1. Necessary Equipment
To start making your own essential oils you first need to know the equipment needed for such a task. Most of the time or at least professionally speaking, to extract essential oils similar to commercially available options you need to buy an alcohol still to make the process go much faster and smoothly. One of the issues with buying a still is that you can rarely find it in shops, but you can buy it online. Another important issue is that buying a still is not cheap to say the least! It usually retails for a couple of hundred dollars online, which is not that affordable to most people. If you plan on making large amounts of essential oils or are planning to put this equipment to use constantly, then it would be a wise investment for you to get one.
2. Alternative equipment
If you do not have a couple hundred dollars to spare on buying an alcohol still, or you are planning on only extracting small amounts of oil for your personal use then you can build your very own DIY still out of a crock-pot, a couple of pipes and some containers for the oil and other residue to get distilled into. There are many different variations on how to build your own still at home. It may be a bit rustic and may not be as safe as getting an actual professional still but it gets the job done.
3. Choosing herbs
After making your own still or buying a readymade one, the next step in creating your essential oil blends at home is picking out what herbs or plants you will be using. Some very popular herbs to use for essential oil extraction are lavender, peppermint and rosemary. Whichever plant you choose to extract oil from, you should do your research thoroughly. Each plant has its own properties as well as an optimum harvesting time, which will yield as much oil as possible. If you want to mix oils together, you should extract each one separately before blending them.
4. Extraction process
Whether you are using your own still or one you bought, the extraction process is roughly the same. You are basically distilling the liquids out of the plants you have. To do so, you need a heat source running that will extract the liquids from the plant, then you will need a filtering process that will separate the essential oil ( the product we are looking for) and the plant water ( can either be used or thrown away). Filtering can be done using a cloth that will let the water pass through but not the oil. Before that whole process though, you have to dry the plant then roughly chop up the leaves and flower parts you are using from the plant to get a start on the oil extraction. Never use the stem of plants you are extracting oil from because you will not find any oil there. Stems will just take up space in your still and not give you anything of value.

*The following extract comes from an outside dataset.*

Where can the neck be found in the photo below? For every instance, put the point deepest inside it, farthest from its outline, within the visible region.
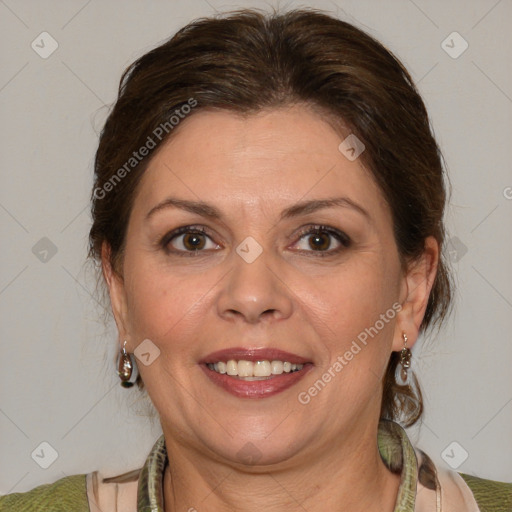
(348, 476)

After extracting your essential oil out of whatever plant you’ve chosen, you need to act very quickly because you do not want the essential oil to lose its potency. You can preserve the strength of the essential oil by storing it immediately in a dark bottle and stashing it in a place away from any sunlight. Storing your essential oils, this way will not only maintain its strength, but it will also optimize its shelf life to the fullest. Some essential oils have a shelf life of about a couple of weeks, so you will want to get the most time possible out of them.
6. Factors to consider during extraction
One very important factor to consider during extraction of essential oils is that the ratio of the amount of plant being used is much higher compared to the product you get out of the extraction process. This can be quite costly if you are going to be buying the plants you are extracting oil from. If you have your own plants and do not need to buy any, that would be a lot better and more cost efficient.
Another factor that will play a large role in your extraction process is avoiding contamination. When creating your own essential oils, you want to be very careful that you do not contaminate the oils with anything that will turn them from being useful into being harmful or ineffective. Make sure that your workspace is as clean as possible because even a bit of dust can ruin a whole batch of essential oils quite easily. If that happens then you will have wasted your time, effort and money, so better be safe than sorry.
7. Oil mixing
After creating your essential oils by extracting each one separately from its own plant, you can then start tinkering with mixing oils together to make your very own oil blend. When making oil blends you want to be fully in control over the ratios of oils added to each other to make a mixture that is perfectly balanced. This is why you should never extract oils from multiple plants at once. Sometimes if you are not careful trying to extract different plants at once will end up contaminating both oils and rendering them useless to you.
Make unique oil blends
Think of creating your own oil blends as a way of making your very own unique extract that will be just as good as something you buy but better because it has the added value of your effort and time poured into it. Making your own essential oils will give you the chance to play around with them and create your very own unique oil blends that you can either use yourself or give them to family and friends.